7 Team Building Activities to Help Climb the Lencioni Trust Pyramid
If you run a business or any semblance of a team, buy and read The Five Dysfunctions of a Team by Patrick Lencioni. Today. Now if possible.
Trust is the foundation of all highly functional teams. In his book, Lencioni takes a reverse approach to show how an absence of any aspects of his pyramid, starting with an absence of trust, leads to an inattention to results.
The football quarterback must trust that his receiver is running the right route, since he must often release the ball into open space far before the receiver gets there. The NASCAR driver must trust that his pit crew that his wheels don’t fall off mid-lap. The employee who trusts his leader will be more open and honest about his concerns and actions.
It all starts with trust.
For the purposes of this article, we are going to address vulnerability-based trust, which is a much deeper confidence that you can be vulnerable with your teammates. This type of trust allows you take risks, ask for help, admit mistakes, or confront other team members without fear of retribution or resentment.
Some of the best exercises is about self-awareness and communication and are most visibly exhibited through a tool called the Johari Window:
The Johari Window has four “panes” of awareness cross-referencing things you do and don’t know about yourself with things others may or may not know about you. The goal for these exercises is to move items from your Blind Spot and your Hidden area into the open window on the top left.
Here are 7 sample exercises you can use to help build team trust:
Personal History Exercise Purpose: To move items from your Hidden area to the Open window. Activity: Have each team member answer 5 questions about their personal lives. Sample questions include your hometown, first job, worst job, number of siblings, greatest fear, or something that nobody else knows about you. Each person will share this publicly with the rest of the team (leaders included). This is a great way to start a team building day.
One Thing Purpose: To move items from your Blind Spot into the Open window. Activity: Have each team member write down the most admirable trait for each of the other people on the team. Go around the room person-to-person and have each person reveal that trait to the selected individual. Next, have each team member write down the ONE THING each person has to START or STOP doing for the good of the team. Follow the same process, person-to-person, having the other team members reveal that one thing. Lastly, have each individual make their “one thing” commitment for that year based on feedback from the team. Have each member review their “one thing” quarterly to see how they are progressing. You should conduct this activity annually.
What Makes You Tick Purpose: To move items from multiple windows into the Open window and improve team communication so team members approach each other differently to succeed in work and personal interaction. Activity: Have each team member complete a DISC and Driving Forces profile assessment. Bring in a trainer to review what the assessment means and the best way to communicate with different personality styles. The trainer will run through exercises helping explain personality traits, strengths, weaknesses, and a plan on how potential clashes can be alleviated. One additional idea is to post the DISC profile graph in a visible place (i.e. outside each person’s cube) to make it easier for others to communicate with them.
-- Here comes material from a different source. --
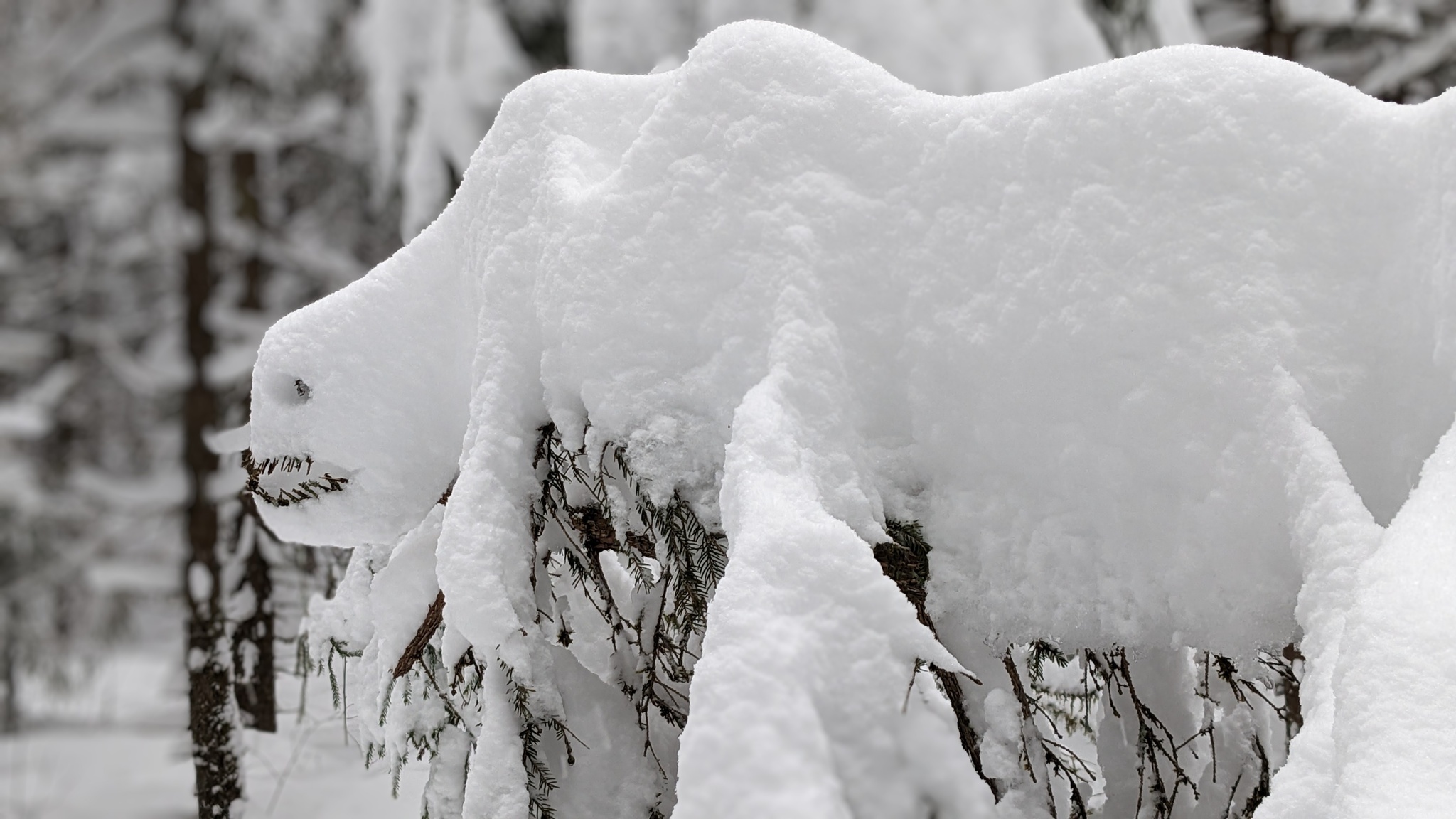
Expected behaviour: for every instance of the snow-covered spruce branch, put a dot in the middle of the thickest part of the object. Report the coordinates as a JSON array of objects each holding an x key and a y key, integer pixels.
[
  {"x": 673, "y": 560},
  {"x": 308, "y": 487}
]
Three Truths and a Lie Purpose: To move items from the Hidden area to the Open window Activity: Each team member should write down on 4 pieces of paper three truths and one lie about themselves. The lie should be somewhat believable. Go around the group and, one at a time, have each member read the truths and lie in a random order. Once they are done, the rest of the group should discuss as a team and try to uncover the lie. This one is often a lot of fun!
Blind Drawing Purpose: To focus on communication and interpretation of instructions. Activity: Divide team into groups of two with each member of the team sitting back-to-back. One person should have a picture (i.e. and elephant standing on a ball) and the other should have a pencil and paper. The person with the picture provides instructions to the one drawing using only adjectives and directions (i.e. you cannot tell the person to “draw and elephant on a ball”).
Perfect Square Purpose: To focus on communication and leadership styles. Activity: Gather your team in a circle and have them sit down. Provide blindfolds. Provide the group with a long piece of rope tied together at the end. Instruct them to form a perfect square without removing the blindfolds. You can vary the difficulty by randomly instructing a team member not to speak, or let them come up with a plan ahead of time before the blindfolds are put on, but then once the blindfolds are on nobody can speak, etc… You uncover several different leadership styles with this activity.
Problem Family Tree Purpose: Self-Discovery and a means to see how often seemingly small issues, when combined with other seemingly small issues, can create larger problems. Activity: On a piece of paper, instruct each team member to write down a specific major problem they have at work. Make sure it is not directed at a specific person, but rather a procedure, product, or non-human problem they believe exists. Below that, have them wrote down two things they think cause that problem (again, making sure to not mention specific people). Draw a line from those ideas to the main problem much like a family tree. Continue this process as far down the “tree” as they can go. Discuss the results as a group.
These are just a few of hundreds of possible activities you can use with your team to open up communication and build trust. Run trust-building exercises on a regular basis and incorporate other social events outside of the work environment.
Trust Building is part of the EOS process and can also be done separately with training, assessments, and other exercises.